ГЛАВА 9


На протяжении следующих нескольких недель я убираюсь в домах других моих клиентов, подстригаю газон Зака и Сьюзи, делаю миллион фотографий, подкупаю Сьюзи, чтобы она поела, и делаю все возможное, чтобы освободить каждую возможную минуту для Зака, чтобы он мог провести их со Сьюзи.

И снова ее хорошие и плохие дни чередуется. Плохих дней больше. Хорошего я давно не видела. Это отражается на Заке.

Его тревоге.

Манере поведения.

Такое чувство, что все его существование исчезает вместе с ней.

Я не знаю, что делать. Возможно, в этом мне не удастся ему помочь.

Над домом нависло грозовое облако страданий, которое ощущают все.

Когда я в среду после четырех подъезжаю к дому, немного удивляюсь, увидев машину Зака, а не Мишель. Утром он говорил мне, что вернется домой поздно, сегодня был его последний рабочий день, потому что в данный момент он не может находиться вдали от Сьюзи, не тогда, когда ее состояние так быстро ухудшается. В доме стоит тишина. Она кажется оглушающей. В воздухе чувствуется скорее холод, чем отсутствие звука, и это замедляет мои шаги.

Мяу.

Ко мне бежит Гарри Паутер. Я беру его на руки и целую в пушистую головку.

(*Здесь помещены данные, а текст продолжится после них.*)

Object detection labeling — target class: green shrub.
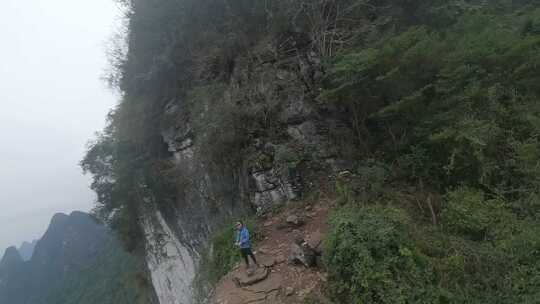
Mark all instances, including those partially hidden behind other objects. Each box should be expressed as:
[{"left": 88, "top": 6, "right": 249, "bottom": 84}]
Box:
[
  {"left": 193, "top": 219, "right": 260, "bottom": 303},
  {"left": 441, "top": 187, "right": 512, "bottom": 240},
  {"left": 324, "top": 206, "right": 436, "bottom": 304}
]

— Привет, приятель, — шепчу я. — Все в порядке?

Опустив его обратно на пол, на цыпочках иду по коридору. Сьюзи сидит на краю кровати в светло-голубой ночной рубашке, свесив бледные ноги, схватившись руками за край и склонив голову. Впервые за много дней я вижу ее в сидячем положении.

— Привет.

Ее голова медленно поднимается.

— Что случилось? — Я приближаюсь к кровати и опускаюсь перед ней на колени, накрывая ладонями ее руки, а она смотрит на меня заплаканными красными глазами.

— Я не могу есть, — говорит она хриплым голосом.

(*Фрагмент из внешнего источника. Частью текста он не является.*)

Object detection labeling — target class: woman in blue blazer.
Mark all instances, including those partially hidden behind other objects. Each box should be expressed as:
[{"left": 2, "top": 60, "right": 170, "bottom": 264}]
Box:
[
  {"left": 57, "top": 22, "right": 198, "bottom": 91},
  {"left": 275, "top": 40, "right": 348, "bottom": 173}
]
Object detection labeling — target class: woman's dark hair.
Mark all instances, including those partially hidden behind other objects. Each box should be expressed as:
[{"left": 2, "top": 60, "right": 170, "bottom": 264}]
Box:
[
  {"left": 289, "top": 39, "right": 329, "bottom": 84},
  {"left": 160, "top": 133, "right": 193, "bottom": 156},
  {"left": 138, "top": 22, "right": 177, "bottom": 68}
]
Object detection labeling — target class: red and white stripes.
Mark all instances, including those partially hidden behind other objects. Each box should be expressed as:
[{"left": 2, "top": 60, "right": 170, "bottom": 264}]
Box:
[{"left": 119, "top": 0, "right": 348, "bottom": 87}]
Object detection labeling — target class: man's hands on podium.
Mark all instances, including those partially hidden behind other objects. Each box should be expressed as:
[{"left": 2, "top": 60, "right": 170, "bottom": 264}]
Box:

— Что ты имеешь в виду? У тебя нет аппетита?

— В желудке ничего не задерживается.

Должно быть, она весит меньше ста фунтов.

Кости выступают.

Кожа шелушится.

Губы все в трещинах.

В запавших глазах ни крохи блеска. Глаза Сьюзи — безжизненные.

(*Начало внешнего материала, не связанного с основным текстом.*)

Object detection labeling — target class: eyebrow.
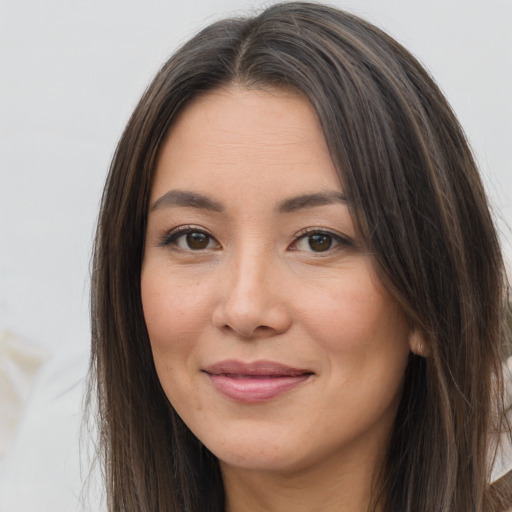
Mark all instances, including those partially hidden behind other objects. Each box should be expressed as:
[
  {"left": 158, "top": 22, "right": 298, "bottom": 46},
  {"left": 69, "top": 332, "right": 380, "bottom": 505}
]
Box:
[
  {"left": 277, "top": 191, "right": 347, "bottom": 213},
  {"left": 150, "top": 190, "right": 347, "bottom": 213},
  {"left": 151, "top": 190, "right": 224, "bottom": 213}
]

— Так… ну, а ты пробовала смузи?

— Эм…

— Может, свежевыжатый сок?

— Эм…

— Или…

— Эмерсин.

Я замолкаю и склоняю голову, глядя на ее крошечные ступни, выглядывающие из-под ветхой ночной рубашки.

— Где Зак? — шепчу я.

— Ушел. Он расстроен. Мишель хочет, чтобы он позвонил в хоспис, — шепчет она.

Я киваю.

— Что я могу сделать для тебя?

Она клонится в сторону и морщится, из ее груди вырывается болезненный стон. Я помогаю ей лечь и накрываю одеялом.

— Найди его.

Я снова киваю.

— Что ты хочешь, чтобы я ему сказала?

Закрыв глаза, она пытается смочить сухие кратеры, избороздившие ее губы.

— Ты разберешься. Ты… — ее голос начинает стихать, когда она погружается в сон. — Ты… разберешься… с ним.

Рядом с кроватью стоит баночка с бальзамом для губ и миска с ватными тампонами. Я наношу немного бальзама ей на губы и целую в щеку. Затем заглядываю в каждую комнату в поисках Зака. Следующий на очереди — гараж. Его велосипед здесь, машина — на подъездной дорожке. Он не ушел бы далеко. Я уже очень хорошо знаю его. Даже расстроенный, он не оставит Сьюзи надолго. Это просто — не Зак.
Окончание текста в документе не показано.